README.md · SeanScripts/NVLM-D-72B-nf4 at main

metadata

license: cc-by-nc-4.0
base_model:
  - nvidia/NVLM-D-72B
pipeline_tag: image-text-to-text
library_name: transformers

Converted using BitsAndBytes to NF4 (with double quantization) from nvidia/NVLM-D-72B. The model belongs to Nvidia and has the Creative Commons Attribution Non Commercial 4.0 license.

This quantization seems to work fine when only using text, but I haven't been able to get coherent responses when an image is included. Work in progress, I could use some help figuring this out.

I made a slight modification to the modeling_intern_vit.py file by replacing a few occurrences like torch.matmul(x, linearmodule.weight.t()) + linearmodule.bias with linearmodule(x). I'm not sure why these linear module applications were written this way, when it's equivalent but fails when the module is quantized because it's accessing the weight directly instead of using the module. Making this change makes the model "work" by at least not giving any errors when trying to run it, but I still haven't been able to get coherent outputs when sending images.
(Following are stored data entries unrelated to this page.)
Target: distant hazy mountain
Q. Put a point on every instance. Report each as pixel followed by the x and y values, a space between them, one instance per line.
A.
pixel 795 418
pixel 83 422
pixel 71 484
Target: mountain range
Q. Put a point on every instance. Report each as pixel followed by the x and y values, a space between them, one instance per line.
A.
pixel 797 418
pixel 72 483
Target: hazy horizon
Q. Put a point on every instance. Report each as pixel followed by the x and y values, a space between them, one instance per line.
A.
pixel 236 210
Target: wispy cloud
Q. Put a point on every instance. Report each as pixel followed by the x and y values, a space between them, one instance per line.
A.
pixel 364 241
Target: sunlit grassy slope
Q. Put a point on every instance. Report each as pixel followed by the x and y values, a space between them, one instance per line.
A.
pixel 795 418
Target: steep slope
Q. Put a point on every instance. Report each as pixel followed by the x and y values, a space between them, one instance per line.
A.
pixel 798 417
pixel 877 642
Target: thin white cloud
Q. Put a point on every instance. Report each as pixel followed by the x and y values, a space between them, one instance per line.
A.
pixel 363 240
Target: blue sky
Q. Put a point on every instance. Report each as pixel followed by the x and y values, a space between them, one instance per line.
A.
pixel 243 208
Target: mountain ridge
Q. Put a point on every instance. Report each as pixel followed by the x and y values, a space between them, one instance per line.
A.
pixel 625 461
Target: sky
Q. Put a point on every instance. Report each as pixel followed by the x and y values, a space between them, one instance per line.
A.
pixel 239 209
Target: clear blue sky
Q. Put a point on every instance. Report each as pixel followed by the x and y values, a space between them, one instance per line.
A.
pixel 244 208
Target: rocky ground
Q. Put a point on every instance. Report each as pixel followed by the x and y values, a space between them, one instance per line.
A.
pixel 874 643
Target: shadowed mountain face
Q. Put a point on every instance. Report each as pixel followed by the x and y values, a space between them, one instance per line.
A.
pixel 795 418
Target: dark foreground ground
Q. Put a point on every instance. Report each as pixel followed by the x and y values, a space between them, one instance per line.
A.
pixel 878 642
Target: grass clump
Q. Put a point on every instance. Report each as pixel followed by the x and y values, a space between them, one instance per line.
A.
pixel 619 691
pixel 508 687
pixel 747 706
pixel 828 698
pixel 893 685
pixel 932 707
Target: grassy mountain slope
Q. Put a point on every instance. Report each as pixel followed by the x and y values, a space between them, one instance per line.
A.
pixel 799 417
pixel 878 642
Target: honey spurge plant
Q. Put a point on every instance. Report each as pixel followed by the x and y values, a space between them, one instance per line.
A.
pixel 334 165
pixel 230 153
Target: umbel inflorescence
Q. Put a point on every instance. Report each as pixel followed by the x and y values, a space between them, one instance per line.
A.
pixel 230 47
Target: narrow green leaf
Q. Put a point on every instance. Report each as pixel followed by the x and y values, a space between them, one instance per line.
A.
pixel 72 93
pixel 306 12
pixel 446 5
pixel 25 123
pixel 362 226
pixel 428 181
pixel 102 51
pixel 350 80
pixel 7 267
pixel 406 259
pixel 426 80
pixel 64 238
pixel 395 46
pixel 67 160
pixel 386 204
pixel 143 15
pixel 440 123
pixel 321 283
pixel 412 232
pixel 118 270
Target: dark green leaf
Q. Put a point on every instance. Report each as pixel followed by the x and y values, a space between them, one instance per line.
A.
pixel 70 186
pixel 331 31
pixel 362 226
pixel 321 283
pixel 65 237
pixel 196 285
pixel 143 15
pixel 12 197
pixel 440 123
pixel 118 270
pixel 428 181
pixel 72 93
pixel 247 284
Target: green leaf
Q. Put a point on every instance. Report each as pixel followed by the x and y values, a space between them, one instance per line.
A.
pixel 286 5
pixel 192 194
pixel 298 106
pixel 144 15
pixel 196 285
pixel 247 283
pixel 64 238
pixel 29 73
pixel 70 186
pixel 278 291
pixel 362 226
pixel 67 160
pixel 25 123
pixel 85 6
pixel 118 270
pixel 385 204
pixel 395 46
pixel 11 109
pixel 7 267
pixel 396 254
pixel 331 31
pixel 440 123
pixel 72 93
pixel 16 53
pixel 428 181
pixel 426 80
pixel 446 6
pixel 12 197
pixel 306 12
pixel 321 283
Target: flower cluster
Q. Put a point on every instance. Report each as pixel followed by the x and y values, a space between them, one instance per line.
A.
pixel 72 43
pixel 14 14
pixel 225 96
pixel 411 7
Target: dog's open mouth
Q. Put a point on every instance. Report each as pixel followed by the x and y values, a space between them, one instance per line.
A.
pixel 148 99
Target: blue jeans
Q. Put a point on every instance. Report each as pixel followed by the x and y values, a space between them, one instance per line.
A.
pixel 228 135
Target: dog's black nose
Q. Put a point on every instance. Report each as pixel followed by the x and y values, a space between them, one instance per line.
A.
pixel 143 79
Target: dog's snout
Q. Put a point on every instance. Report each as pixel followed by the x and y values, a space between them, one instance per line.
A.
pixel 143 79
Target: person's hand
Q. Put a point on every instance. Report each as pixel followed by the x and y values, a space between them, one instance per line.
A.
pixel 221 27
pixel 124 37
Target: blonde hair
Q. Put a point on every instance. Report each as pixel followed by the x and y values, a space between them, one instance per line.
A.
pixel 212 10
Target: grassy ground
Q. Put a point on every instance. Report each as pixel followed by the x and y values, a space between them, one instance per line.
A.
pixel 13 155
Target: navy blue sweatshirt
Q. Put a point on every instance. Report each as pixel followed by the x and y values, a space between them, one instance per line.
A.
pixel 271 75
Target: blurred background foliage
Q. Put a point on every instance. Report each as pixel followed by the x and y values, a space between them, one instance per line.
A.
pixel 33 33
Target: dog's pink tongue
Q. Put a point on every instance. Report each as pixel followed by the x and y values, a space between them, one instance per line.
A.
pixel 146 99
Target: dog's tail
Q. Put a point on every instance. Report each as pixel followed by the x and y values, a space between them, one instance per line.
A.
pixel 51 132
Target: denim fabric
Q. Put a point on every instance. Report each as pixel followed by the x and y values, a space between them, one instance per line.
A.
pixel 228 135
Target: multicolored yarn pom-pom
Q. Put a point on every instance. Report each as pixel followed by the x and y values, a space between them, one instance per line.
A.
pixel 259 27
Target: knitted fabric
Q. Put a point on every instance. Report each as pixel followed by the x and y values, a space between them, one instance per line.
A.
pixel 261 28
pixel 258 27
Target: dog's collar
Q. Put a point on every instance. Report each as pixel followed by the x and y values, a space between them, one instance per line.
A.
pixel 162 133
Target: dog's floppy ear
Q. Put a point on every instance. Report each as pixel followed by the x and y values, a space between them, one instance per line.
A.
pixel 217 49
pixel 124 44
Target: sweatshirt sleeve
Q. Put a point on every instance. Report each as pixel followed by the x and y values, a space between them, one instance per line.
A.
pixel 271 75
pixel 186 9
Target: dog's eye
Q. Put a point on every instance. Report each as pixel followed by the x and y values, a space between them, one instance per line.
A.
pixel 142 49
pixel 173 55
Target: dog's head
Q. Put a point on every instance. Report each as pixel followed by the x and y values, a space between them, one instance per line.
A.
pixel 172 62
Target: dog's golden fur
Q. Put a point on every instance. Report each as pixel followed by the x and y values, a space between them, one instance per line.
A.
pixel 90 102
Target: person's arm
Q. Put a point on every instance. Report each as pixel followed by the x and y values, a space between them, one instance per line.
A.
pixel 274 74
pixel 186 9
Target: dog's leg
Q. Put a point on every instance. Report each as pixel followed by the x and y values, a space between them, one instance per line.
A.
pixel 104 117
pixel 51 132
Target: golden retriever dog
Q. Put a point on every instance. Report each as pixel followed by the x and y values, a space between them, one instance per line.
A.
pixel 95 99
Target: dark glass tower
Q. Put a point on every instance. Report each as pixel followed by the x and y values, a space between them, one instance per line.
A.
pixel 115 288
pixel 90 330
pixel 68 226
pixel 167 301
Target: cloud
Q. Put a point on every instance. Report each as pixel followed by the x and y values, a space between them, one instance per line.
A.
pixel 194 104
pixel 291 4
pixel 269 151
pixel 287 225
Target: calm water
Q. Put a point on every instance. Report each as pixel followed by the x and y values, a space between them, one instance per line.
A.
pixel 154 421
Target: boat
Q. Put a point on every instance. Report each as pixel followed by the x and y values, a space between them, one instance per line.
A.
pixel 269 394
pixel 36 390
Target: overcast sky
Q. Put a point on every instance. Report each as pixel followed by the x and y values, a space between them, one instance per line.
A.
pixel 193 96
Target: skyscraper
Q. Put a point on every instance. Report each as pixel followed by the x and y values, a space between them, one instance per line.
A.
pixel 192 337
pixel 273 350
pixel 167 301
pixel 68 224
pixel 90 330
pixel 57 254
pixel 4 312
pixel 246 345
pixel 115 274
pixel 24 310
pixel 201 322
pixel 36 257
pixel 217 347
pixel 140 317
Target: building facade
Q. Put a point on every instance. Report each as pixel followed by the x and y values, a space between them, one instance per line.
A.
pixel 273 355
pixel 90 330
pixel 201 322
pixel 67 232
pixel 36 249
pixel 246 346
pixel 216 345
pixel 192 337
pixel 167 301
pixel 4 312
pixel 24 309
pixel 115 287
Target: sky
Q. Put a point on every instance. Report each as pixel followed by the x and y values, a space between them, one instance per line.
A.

It might have something to do with how the QKV modules were packed, not playing well with quantization. I'll look into how they can be split into regular Q, K, and V tensors later. Or maybe someone else would like to help.

I also modified the generate call in modeling_nvlm_d.py slightly by having it not force use_cache=True, because this was causing an issue for me with cache tensors being on the wrong GPU if I tried to use the model more than once.

Requires at least 48 GB of VRAM. Probably still can't have very long context with only 48 GB though.